Finder utilities expert Mariam Gabaji said Aussies are devoted when it comes to their mobile providers.
“It’s easy to remain attached to the same provider you’ve been with from the get-go but you won’t be getting the best bang for your buck,” Gabaji said.
“Not comparing your options can end up costing you more in the long run.”
Mobile phone users pay $56 a month from their phone bill, up from $49 in February, according to Finder’s Consumer Sentiment Tracker.
Users can get as much as 120GB of data for $25 a month or if they are less of a data user, they can get 10GB of data for $10.
Gabaji recommended assessing one’s plan whether users are getting the best value for money.
“If you’re using significantly less data than your allowance per month, then it might be time to downgrade to a cheaper plan,” Gabaji said.

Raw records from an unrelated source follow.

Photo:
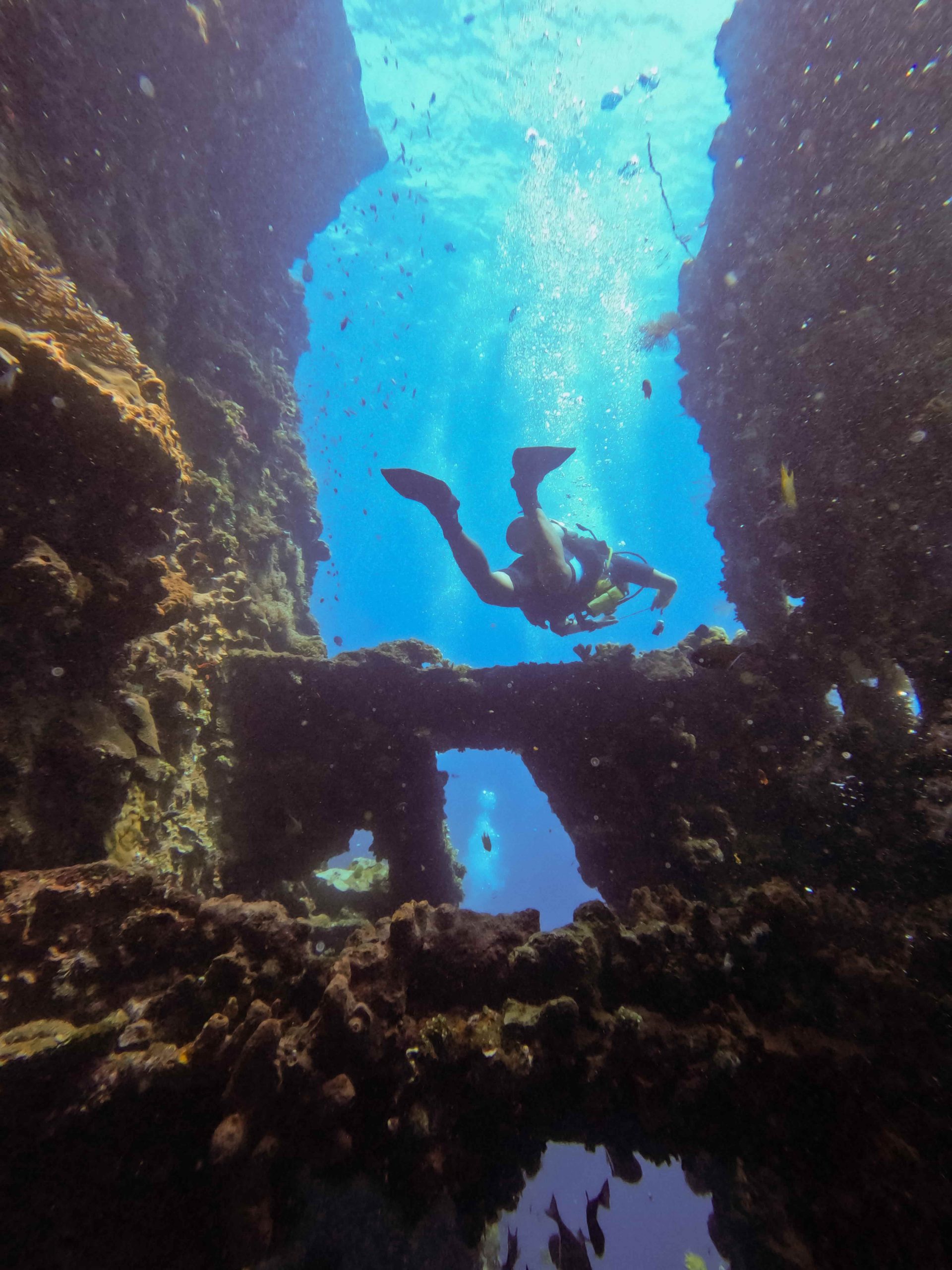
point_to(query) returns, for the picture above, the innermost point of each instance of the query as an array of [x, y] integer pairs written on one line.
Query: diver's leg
[[440, 501], [530, 465], [493, 588]]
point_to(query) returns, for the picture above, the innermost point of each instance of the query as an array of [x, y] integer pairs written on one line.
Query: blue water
[[651, 1226], [416, 362], [429, 366]]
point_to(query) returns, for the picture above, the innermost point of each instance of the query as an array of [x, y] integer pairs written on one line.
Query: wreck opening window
[[531, 863], [663, 1214]]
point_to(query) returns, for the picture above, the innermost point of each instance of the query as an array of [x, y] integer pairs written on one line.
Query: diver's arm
[[665, 586], [640, 574], [572, 625]]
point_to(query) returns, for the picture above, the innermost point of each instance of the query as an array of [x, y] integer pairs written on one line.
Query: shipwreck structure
[[201, 1070]]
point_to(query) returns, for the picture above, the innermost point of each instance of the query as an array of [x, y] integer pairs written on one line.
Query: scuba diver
[[563, 581]]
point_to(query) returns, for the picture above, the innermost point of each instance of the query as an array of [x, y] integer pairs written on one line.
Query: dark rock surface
[[662, 771], [815, 332], [160, 1051], [164, 166]]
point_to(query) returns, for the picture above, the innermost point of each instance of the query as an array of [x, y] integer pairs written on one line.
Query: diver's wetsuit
[[559, 574], [587, 558]]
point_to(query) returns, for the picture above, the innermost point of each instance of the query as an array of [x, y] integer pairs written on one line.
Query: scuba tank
[[607, 597]]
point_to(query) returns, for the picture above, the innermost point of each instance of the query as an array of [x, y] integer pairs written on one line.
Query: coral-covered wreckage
[[203, 1062]]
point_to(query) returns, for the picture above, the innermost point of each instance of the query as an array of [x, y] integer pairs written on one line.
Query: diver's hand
[[595, 624], [665, 593]]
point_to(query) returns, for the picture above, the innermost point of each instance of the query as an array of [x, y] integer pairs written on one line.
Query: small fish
[[716, 654], [512, 1250], [625, 1165], [9, 370], [592, 1206], [573, 1254], [789, 491]]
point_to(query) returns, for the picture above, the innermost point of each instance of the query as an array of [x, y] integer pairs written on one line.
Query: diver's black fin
[[436, 496], [532, 463]]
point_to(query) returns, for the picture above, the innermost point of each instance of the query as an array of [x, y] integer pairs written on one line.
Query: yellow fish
[[789, 491], [198, 14]]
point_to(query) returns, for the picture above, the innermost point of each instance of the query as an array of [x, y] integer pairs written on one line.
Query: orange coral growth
[[658, 333], [42, 313], [178, 591]]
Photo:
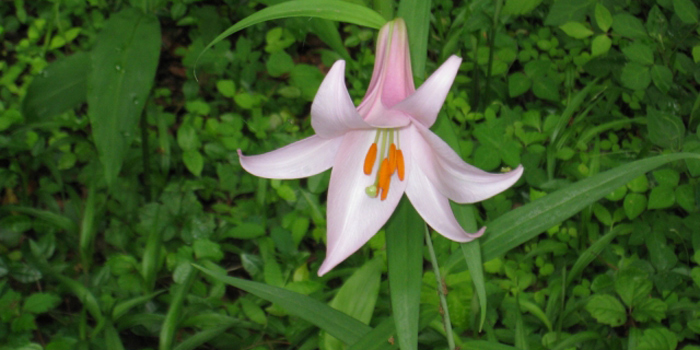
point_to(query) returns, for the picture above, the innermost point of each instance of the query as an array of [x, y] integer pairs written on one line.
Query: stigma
[[386, 145]]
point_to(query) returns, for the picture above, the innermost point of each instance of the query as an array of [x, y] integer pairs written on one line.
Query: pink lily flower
[[381, 150]]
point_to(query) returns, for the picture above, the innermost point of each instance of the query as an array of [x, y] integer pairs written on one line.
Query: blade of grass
[[172, 318], [334, 10], [404, 247]]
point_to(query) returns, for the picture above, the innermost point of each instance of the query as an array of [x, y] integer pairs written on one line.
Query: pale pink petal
[[303, 158], [455, 179], [332, 112], [353, 217], [435, 209], [424, 105], [392, 79]]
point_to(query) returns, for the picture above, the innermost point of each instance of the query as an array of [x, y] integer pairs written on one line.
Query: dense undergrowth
[[97, 253]]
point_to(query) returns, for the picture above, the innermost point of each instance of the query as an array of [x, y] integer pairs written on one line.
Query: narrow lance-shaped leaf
[[522, 224], [334, 10], [123, 67], [336, 323], [404, 245]]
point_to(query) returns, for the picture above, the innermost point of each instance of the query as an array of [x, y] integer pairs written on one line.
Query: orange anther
[[399, 164], [384, 178], [392, 158], [370, 158]]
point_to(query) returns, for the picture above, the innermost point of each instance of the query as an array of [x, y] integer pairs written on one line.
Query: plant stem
[[441, 292]]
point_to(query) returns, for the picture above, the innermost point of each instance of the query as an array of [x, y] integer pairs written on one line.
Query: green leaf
[[518, 84], [600, 45], [634, 205], [567, 11], [335, 10], [40, 303], [576, 30], [194, 161], [279, 63], [658, 339], [523, 223], [665, 129], [61, 86], [635, 76], [226, 88], [632, 287], [628, 26], [607, 309], [662, 77], [650, 309], [357, 297], [546, 88], [603, 17], [686, 11], [123, 67], [404, 243], [639, 53], [416, 13], [349, 330]]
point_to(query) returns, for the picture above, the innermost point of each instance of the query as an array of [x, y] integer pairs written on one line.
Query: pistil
[[390, 161]]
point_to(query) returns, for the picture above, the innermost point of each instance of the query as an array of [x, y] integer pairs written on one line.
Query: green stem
[[145, 156], [441, 292]]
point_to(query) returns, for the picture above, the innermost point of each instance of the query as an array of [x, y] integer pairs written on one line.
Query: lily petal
[[353, 217], [303, 158], [435, 208], [424, 104], [332, 112], [455, 179]]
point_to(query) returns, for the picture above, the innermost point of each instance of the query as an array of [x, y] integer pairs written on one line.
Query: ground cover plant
[[127, 221]]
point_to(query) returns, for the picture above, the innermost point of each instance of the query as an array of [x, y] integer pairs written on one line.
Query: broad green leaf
[[404, 243], [40, 303], [349, 330], [518, 84], [662, 77], [576, 30], [567, 11], [632, 287], [603, 17], [416, 13], [634, 205], [123, 67], [650, 309], [334, 10], [686, 11], [635, 76], [357, 297], [61, 86], [521, 224], [628, 26], [661, 197], [519, 7], [658, 339], [639, 53], [607, 309], [600, 45]]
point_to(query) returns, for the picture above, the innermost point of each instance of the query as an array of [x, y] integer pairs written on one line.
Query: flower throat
[[390, 162]]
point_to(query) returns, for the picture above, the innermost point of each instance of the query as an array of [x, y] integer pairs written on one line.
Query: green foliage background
[[119, 172]]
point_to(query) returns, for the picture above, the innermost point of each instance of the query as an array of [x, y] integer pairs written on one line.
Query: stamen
[[384, 178], [392, 158], [370, 159], [399, 164]]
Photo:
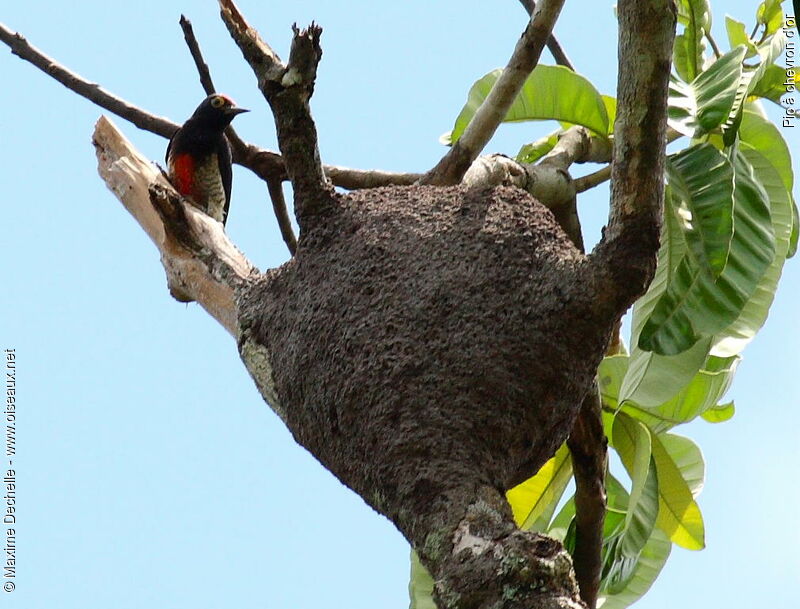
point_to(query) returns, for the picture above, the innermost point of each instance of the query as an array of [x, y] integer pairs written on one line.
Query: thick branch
[[553, 45], [456, 162], [275, 188], [91, 91], [628, 250], [264, 163], [588, 447], [202, 264], [288, 89]]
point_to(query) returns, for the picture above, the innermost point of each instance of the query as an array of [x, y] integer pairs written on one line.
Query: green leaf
[[549, 93], [768, 51], [651, 560], [700, 395], [420, 587], [708, 100], [694, 304], [688, 458], [610, 104], [732, 339], [530, 153], [531, 499], [678, 514], [631, 439], [770, 14], [770, 86], [719, 413], [737, 35], [702, 185]]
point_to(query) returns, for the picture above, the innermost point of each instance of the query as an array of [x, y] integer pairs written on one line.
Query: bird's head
[[217, 110]]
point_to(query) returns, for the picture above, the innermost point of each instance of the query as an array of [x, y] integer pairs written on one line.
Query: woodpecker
[[199, 156]]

“Understanding your mobile habits will help you determine which plan is best suited to your needs. Don’t overspend on a plan you’re not taking full advantage of – defaulting on a bill can negatively affect your credit score. And remember, when you switch you can keep your phone number.”
Gabaji advised Australians to compare their plan against others in the market and check to see what inclusions they could be getting for a better price.
“It’s also a good idea to call your provider and see if they’re willing to upgrade your plan to keep you as a customer.”
“If not, there are loads of providers who will be happy to make you a better offer,” Gabaji said.
Baby boomers are more likely than any other generation to stick with their provider despite the price hike with 37% admitting they will not switch even if their bill increased compared to 22% of millennials and 24% of Gen Z.
How phone plans can affect consumers’ credit score:
1. Applying for a postpaid plan. When consumers apply for a postpaid mobile plan, the provider may perform a credit check to assess their suitability for the plan. This check may appear on their credit report, but it shouldn’t affect their credit score unless they’ve applied for multiple plans in a short time.
2. Making a late payment. If they have a late phone payment of at least $150 that is overdue by more than 60 days, it will be considered a default. At this point, the phone provider will report this to the credit reporting agencies, which means your credit score may fall. The default will also remain on your credit file for five years.
3. Defaulting one’s bill. As well as hurting your credit score, defaulting on your phone bill may also make it harder to get another mobile plan in the future. The easiest way to avoid defaulting is simply paying the bill on time, ideally using direct debit. As mentioned above, if users miss a payment, make sure to pay it off as soon as possible and contact the provider if one is unable to pay.